Clinical Care Conundrums

Fishing for a diagnosis

Copyright © 2007 Society of Hospital Medicine

A 54‐year‐old man with hypertension and type 2 diabetes mellitus entered the Chest Pain Evaluation Unit of a teaching hospital after 12 hours of intermittent thoracic discomfort. The pain began during dinner and was sharp, bandlike, and located beneath the sternum and across the entire chest. He had dyspnea but no diaphoresis or nausea. A recumbent position relieved the pain after dinner, but it recurred during the night and again the following morning. He did not smoke and had no family history of coronary artery disease.

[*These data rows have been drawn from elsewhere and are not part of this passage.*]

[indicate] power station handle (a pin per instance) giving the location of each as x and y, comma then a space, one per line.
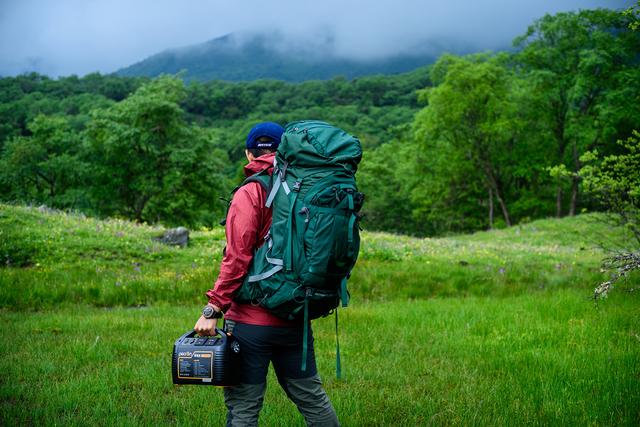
192, 333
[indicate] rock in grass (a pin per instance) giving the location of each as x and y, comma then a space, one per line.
175, 237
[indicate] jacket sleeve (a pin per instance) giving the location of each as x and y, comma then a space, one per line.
242, 230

A useful approach in evaluating acute chest pain is to employ a hierarchical differential diagnosis that emphasizes life‐threatening disorders requiring prompt recognition and intervention. Most prominent are cardiac ischemia, pericardial tamponade, pneumothorax, pulmonary embolus, esophageal rupture, and aortic dissection. The concurrent dyspnea and retrosternal location and intermittent nature of the pain that this patient has are consistent with myocardial ischemia, but the sharp quality of the pain and the relief gained by being recumbent are atypical. Pain with pericarditis is characteristically pleuritic and often worse when lying down. The pain of pneumothorax is typically unilateral, not intermittent, and unlikely to improve with recumbency. Although pain during eating suggests the possibility of an esophageal source, spontaneous rupture usually follows vomiting. The pain is typically continuous and severe. The pain of pulmonary embolism may be unilateral and pleuritic but often is more diffuse. Relief by recumbency is unusual, but the intermittent nature could suggest recurrent emboli. The patient has a history of hypertension, which predisposes him to aortic dissection, in which the pain is typically sharp, continuous, and severe but occasionally intermittent. Among numerous less urgent diagnoses are esophagitis and thoracic diabetic radiculopathy.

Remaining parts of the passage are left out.